Omar Ahmed Al-Zakhali; Subhi  Zeebaree; Shavan  Askar

doi:10.33022/ijcs.v13i2.3798

Authors

Omar Ahmed Al-Zakhali Duhok Polytechnic University
Subhi Zeebaree Duhok Polytechnic University
Shavan Askar Erbil Polytechnic University

DOI:

https://doi.org/10.33022/ijcs.v13i2.3798

Abstract

This paper shows the findings of a study that looks at how CPU parallel processing changes the way Extreme Gradient Boosting (XGBoost) classifies text. XGBoost models can sort news stories into set groups faster and more accurately, with or without CPU parallelism. This is the main goal of the study.

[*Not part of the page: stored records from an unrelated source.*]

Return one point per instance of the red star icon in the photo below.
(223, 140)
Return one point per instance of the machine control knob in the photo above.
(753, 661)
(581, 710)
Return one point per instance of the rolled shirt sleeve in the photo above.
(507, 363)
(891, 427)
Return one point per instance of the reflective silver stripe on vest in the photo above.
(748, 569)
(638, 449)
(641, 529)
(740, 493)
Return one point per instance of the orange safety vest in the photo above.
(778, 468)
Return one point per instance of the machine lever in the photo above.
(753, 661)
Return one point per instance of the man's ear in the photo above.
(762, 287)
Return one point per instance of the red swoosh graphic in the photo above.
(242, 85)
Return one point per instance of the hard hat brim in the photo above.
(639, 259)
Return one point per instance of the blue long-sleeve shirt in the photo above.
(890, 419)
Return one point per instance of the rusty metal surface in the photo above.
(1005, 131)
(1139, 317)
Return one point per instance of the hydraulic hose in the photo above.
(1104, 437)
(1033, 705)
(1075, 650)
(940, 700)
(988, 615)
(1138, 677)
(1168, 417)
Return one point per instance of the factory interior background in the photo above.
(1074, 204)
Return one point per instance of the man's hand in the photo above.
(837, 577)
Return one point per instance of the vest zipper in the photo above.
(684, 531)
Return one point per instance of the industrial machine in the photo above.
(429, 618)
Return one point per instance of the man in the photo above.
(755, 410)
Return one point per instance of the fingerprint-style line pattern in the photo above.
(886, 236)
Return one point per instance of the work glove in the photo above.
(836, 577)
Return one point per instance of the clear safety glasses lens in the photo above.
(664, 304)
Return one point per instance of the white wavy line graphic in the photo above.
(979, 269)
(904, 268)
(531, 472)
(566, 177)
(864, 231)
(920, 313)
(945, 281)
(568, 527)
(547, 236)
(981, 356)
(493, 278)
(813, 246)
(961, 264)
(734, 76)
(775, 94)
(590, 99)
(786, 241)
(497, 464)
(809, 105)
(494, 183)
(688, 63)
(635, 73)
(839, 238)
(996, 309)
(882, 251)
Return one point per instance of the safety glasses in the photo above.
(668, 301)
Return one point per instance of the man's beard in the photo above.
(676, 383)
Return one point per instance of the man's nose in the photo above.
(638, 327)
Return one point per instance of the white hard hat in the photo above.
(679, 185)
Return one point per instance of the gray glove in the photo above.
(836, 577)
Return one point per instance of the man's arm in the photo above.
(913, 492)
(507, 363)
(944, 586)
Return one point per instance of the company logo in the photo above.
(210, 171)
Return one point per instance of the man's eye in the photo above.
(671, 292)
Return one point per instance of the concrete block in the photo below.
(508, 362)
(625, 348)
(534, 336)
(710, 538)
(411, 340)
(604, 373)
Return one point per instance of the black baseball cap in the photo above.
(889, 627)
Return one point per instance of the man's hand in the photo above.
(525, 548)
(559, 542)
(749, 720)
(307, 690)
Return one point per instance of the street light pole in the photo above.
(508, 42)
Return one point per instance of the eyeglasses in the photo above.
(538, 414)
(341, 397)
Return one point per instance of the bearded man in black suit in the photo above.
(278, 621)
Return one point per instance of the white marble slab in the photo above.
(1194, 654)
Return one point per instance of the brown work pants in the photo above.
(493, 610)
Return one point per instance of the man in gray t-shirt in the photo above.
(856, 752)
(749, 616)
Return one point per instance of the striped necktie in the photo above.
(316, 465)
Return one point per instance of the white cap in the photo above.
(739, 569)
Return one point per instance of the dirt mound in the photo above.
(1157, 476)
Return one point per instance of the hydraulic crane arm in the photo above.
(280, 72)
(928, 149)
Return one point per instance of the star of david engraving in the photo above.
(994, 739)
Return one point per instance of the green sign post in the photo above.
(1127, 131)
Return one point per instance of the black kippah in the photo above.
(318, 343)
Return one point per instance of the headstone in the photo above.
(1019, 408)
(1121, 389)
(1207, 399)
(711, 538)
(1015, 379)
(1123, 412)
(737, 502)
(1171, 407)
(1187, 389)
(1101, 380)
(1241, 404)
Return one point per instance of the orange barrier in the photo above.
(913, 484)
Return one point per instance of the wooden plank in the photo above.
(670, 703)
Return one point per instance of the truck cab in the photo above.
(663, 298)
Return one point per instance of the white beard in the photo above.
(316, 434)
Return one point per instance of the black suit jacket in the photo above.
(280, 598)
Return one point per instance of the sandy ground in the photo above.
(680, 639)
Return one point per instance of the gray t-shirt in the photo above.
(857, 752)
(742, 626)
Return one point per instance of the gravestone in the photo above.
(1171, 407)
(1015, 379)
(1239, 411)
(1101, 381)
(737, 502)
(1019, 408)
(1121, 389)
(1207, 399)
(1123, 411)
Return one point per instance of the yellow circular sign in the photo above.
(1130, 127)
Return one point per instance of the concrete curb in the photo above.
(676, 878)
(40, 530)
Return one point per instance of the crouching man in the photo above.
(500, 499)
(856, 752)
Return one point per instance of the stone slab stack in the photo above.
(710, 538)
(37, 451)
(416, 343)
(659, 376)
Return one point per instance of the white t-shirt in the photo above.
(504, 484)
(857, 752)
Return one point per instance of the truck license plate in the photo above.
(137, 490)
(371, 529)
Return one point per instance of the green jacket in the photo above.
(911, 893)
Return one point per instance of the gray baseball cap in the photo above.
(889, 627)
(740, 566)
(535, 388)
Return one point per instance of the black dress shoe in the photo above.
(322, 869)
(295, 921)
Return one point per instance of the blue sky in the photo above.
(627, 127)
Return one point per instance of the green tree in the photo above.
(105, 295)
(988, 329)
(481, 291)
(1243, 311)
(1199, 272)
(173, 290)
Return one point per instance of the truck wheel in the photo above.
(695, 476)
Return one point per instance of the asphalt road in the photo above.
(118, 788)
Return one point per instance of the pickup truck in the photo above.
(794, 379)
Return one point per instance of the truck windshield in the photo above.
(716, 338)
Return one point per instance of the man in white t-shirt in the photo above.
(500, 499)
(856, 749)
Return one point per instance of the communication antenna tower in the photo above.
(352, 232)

The Keras dataset is used to prepare the text so that the TF-IDF (Term Frequency-Inverse Document Frequency) features can be found. These features will then be used to train the XGBoost model. This is used to check out two different kinds of the XGBoost classifier. There is parallelism between one of them and not it in the other. How well the model works can be observed by how accurate it is. This includes both how long it takes to learn and estimate and how well predictions work. The models take very different amounts of time to compute, but they are all pretty close in terms of how accurate they are. Parallel processing on the CPU has made tasks proceed more rapidly, and XGBoost is now better at making the most of that speed to do its task. The purpose of the study is to show that parallel processing can speed up XGBoost models without affecting their accuracy. This is helpful for putting text into categories.